The number of robots in the manufacturing industry has been steadily increasing for several decades and in recent years the number and variety of industries using robots have also increased. As stated by Hentout et al. [25], HRI can effectively contribute to developing future factories in which humans and robots can share tasks and work shoulder to shoulder. Therefore, operators need to have positive and fit-for-purpose experiences through trust-based, smooth, safe, and satisfying interactions in order to integrate robots as natural parts of their daily lives. According to the HCD approach, placing the human at the centre of the system is important to guarantee fluid, safe and satisfactory interactions.

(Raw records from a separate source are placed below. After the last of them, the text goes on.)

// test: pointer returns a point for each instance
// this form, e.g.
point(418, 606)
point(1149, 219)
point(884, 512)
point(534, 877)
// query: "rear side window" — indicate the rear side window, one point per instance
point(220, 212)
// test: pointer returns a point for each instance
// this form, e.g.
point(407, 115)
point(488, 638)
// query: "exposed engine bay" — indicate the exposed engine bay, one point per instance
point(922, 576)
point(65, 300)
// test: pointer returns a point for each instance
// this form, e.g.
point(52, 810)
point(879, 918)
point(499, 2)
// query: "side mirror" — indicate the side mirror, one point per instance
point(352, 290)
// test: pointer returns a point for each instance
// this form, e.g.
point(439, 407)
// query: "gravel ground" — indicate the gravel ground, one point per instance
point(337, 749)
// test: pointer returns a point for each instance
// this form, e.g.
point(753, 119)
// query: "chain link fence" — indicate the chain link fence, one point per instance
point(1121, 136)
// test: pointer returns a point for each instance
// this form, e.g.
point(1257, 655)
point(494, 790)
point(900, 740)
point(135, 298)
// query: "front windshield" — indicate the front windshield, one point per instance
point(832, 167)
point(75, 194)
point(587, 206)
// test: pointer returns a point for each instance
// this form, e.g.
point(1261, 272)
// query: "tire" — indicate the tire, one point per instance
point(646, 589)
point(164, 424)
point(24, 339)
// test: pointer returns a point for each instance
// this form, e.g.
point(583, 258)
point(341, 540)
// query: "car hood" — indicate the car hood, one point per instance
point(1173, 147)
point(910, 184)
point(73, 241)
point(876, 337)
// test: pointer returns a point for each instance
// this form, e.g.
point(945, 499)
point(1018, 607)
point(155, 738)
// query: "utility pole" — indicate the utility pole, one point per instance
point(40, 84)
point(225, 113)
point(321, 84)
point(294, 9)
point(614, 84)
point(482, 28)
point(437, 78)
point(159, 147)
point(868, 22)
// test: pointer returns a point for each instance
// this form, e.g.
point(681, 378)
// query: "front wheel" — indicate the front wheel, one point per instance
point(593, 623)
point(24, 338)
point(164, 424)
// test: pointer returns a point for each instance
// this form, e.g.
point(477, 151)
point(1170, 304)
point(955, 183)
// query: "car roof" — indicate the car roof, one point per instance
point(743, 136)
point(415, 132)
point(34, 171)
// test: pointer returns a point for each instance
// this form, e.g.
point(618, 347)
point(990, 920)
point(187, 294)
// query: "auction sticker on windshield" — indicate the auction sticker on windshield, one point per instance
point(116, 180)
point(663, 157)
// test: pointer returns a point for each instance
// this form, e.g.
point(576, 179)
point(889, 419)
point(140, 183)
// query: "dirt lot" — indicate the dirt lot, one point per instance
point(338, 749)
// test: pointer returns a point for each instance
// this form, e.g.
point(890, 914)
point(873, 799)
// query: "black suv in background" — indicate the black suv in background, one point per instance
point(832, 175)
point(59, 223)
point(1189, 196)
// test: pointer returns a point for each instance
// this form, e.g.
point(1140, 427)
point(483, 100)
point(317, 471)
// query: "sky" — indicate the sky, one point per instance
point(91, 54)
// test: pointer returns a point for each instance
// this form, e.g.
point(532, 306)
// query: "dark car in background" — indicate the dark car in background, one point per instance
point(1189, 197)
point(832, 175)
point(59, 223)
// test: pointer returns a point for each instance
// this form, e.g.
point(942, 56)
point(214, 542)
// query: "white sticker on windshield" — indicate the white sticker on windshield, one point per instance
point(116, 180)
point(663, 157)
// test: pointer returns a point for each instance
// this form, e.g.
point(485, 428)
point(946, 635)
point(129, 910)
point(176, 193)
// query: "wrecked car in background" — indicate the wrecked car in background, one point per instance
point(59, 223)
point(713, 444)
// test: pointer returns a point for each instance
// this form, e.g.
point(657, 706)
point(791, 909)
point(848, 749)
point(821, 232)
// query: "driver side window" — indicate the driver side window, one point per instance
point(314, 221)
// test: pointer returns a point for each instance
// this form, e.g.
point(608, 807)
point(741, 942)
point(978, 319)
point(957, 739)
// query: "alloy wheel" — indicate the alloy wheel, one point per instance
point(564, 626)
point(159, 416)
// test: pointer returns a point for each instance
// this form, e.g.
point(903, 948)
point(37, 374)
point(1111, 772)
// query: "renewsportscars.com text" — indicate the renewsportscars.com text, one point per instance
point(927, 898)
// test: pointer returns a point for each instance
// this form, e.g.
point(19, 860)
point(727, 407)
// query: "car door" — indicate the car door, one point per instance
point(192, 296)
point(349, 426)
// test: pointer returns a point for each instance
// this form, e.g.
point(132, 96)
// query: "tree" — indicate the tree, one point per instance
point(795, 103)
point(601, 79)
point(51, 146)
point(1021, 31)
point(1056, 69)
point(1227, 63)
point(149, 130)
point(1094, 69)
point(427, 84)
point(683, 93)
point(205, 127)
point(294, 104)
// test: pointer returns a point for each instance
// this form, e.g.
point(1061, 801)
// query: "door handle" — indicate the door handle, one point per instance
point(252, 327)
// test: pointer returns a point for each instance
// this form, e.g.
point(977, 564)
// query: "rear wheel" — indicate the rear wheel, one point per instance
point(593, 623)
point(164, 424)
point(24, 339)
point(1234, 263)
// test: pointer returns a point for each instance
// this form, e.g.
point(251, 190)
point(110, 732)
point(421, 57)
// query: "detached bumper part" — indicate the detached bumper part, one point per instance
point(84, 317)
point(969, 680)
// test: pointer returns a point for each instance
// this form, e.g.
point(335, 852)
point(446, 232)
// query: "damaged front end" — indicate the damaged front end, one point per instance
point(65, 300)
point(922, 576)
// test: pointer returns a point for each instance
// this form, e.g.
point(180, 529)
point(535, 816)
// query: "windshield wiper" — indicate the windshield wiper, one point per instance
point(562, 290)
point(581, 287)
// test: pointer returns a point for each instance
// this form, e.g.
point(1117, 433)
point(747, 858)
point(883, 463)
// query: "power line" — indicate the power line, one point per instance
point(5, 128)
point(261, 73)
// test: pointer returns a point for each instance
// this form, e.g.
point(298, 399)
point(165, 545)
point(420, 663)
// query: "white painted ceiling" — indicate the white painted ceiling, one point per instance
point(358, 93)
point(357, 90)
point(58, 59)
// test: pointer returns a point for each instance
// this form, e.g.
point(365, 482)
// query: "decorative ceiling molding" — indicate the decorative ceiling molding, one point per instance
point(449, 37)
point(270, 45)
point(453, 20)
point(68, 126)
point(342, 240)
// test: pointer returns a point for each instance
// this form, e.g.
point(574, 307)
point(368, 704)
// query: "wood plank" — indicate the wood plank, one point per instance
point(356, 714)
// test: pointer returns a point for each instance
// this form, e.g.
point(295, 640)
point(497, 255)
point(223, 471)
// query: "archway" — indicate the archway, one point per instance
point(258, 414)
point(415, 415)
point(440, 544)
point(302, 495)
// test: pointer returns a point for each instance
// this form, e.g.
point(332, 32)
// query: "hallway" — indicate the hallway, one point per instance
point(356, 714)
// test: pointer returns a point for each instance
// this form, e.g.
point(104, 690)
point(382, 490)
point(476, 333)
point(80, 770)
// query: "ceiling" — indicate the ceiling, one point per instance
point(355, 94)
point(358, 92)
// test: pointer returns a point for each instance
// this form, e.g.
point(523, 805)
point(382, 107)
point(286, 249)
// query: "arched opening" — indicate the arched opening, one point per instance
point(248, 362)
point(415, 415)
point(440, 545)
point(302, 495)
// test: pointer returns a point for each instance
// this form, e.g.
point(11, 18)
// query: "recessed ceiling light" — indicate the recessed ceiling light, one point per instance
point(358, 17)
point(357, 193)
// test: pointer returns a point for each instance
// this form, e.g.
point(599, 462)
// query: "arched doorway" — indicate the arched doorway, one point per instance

This article reviewed existing works on HRI evaluation that considered human factors in industrial environments and were published between 2011 and 2021. A total of twenty-four full-text articles that provided a summary of (i) theoretical frameworks, (ii) operational and evaluation tools and (iii) experimental studies were analysed.

  1. (i)

    The theoretical frameworks identified emphasised safety and provided insight into the human factors that could influence HRC. In the context of interaction with a robot, safety and perceived risk are determining factors, as they directly impact the person’s performance and emotions. The theoretical framework proposed by Villani et al. [63] placed safety at the centre, and the framework proposed by Meissner et al. [59] indicated that one of the primary influential factors was perceived risk. Emotions, such as loyalty, stimulation, and trust, must also be considered, and even appearance must be taken into account, because little attention has been given to the emotional effects of aesthetic impressions on users [117]. A theoretical framework of HRI from the UX perspective was also identified [39], but it had shortcomings in the evaluation phase. Nevertheless, evaluation is a key aspect to optimising UX.

  2. (ii)

    The operational tools identified through SLR are recent. They are tools of different nature that determine industrial maturity, assess the measure of self-efficacy in HRI, propose design guidelines for collaborative assembly workstations, or allow synthesising HRI experiences. In addition to the development of these tools, other tools have been identified which have been applied in experimental HRI evaluation studies. On the other hand, physiological tools allow objective assessment because they provide information without retrospective bias. Given the lack of experiments using these tools to evaluate UX in HRI, integrating user monitoring using physiological tools would be essential in future experiments. Including different tools in a new evaluation model would also be essential, allowing the evaluation of UX in different phases of the design process, such as VR or AR, which would, in turn, enable assessment of UX in the design phases of the workplace. The combination of different tools, with different characteristics, at different times could help ensure the accuracy and reliability of the results, as it would provide a better understanding of the context in which the interaction takes place.

  3. (iii)

    The present article summarised how evaluations of HRI were performed in the literature. No validated model to assess UX in HRI was identified. In general terms, the experiments are composed of three phases: (i) prior to the execution of the task, (ii) during the execution of the task and (iii) after the execution of the task. Performance is the most evaluated factor, mainly through task execution time. As for subjective evaluation, questionnaires were the most frequently used tools, although different questionnaires were identified in the different case studies. Complementing the study with traditional tools, such as questionnaires or interviews, that provide subjective insight into users’ perceptions would be interesting.

Future experimentations must integrate a holistic approach to capture people’s perceptions at all times, i.e., before, during and after an interaction. Including different methods of measurement at different moments of the interaction—quantitative and qualitative, objective and subjective—and integrating gender aspects to guarantee the interpretation of the data and the understanding of the entire flow of interaction.